Minggu, 08 April 2018

Tani


Tani iku, mangan ora nempur wis apik. Åjå diitung-itung. Cobå, buwuhan yå ora perlu tuku beras.1

Saya tersenyum ketika kawan saya, Mas Nastain, bercerita tentang prinsip hidup bertani yang disampaikan oleh buruh taninya itu. Duh, saya lupa menanyakan namanya. Yang saya ingat, buruh tani itu telah membantu mengelola sawah bapak mertuanya sejak beliau masih hidup.
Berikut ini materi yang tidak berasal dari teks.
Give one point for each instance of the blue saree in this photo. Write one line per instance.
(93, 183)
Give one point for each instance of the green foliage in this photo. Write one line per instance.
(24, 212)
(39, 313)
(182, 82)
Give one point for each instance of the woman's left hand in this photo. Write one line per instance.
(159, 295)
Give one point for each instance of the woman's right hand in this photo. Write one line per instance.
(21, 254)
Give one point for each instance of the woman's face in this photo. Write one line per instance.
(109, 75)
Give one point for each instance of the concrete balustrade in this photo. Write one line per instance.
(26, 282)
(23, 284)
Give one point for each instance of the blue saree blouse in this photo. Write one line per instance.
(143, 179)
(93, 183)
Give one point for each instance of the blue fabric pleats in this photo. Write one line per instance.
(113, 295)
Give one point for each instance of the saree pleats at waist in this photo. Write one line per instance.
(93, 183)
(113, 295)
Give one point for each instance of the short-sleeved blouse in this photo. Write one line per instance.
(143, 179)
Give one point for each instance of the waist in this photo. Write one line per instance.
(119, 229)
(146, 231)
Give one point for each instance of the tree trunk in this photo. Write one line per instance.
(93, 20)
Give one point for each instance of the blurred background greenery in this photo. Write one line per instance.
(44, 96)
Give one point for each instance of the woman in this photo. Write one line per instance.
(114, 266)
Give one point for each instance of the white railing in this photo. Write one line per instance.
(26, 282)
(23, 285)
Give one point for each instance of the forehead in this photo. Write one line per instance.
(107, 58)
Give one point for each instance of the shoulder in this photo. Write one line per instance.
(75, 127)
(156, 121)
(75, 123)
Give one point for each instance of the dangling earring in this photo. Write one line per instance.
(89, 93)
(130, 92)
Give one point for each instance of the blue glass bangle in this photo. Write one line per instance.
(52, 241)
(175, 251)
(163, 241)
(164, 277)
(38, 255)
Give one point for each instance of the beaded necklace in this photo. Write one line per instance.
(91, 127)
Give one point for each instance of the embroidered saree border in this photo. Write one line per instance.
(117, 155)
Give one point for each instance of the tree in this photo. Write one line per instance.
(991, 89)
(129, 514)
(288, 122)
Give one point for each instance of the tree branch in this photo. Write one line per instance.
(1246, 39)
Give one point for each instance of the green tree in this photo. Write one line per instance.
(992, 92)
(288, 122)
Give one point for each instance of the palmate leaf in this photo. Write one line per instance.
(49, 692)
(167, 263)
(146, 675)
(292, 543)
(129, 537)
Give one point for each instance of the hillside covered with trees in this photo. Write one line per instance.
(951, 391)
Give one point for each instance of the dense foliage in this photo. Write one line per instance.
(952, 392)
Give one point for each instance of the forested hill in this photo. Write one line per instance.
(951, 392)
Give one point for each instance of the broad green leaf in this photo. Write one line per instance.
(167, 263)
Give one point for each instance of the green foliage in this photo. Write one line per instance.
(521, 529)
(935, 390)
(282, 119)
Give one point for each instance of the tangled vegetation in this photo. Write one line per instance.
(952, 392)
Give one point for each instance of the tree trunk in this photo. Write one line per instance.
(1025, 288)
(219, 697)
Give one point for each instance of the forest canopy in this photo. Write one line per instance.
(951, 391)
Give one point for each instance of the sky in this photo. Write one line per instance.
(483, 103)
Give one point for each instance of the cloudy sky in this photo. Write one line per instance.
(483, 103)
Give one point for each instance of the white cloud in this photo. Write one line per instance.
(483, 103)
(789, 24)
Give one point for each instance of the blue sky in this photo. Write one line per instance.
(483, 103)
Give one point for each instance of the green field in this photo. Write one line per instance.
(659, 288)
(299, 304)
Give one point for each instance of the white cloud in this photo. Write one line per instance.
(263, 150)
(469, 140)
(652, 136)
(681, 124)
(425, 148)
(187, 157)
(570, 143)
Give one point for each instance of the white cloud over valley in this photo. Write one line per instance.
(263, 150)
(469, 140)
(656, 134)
Mas Nastain mengaku baru blajaran bertaniMertuanya meninggalkan sawah cukup luas untuk ia kelola. Mas Nastain sarjana. Sehari-hari, ia sebenarnya adalah Pendamping Desa (PD) P3MD.2 Sebelumnya, ia adalah Fasilitator Kecamatan (FK) PNPM Mandiri Perdesaan. Seangkatan, bahkan sekelas saat pelatihan pratugas, dengan saya. Ia biasa ngaji bareng, terutama, ibu-ibu di desa tentang mengelola keuangan keluarga dan usaha. Ngajari mencatat setiap pemasukan dan pengeluaran. Ia tentu berupaya menerapkan ilmu itu untuk diri sendiri. Eh, lha kok malah disalahne karo buruhe.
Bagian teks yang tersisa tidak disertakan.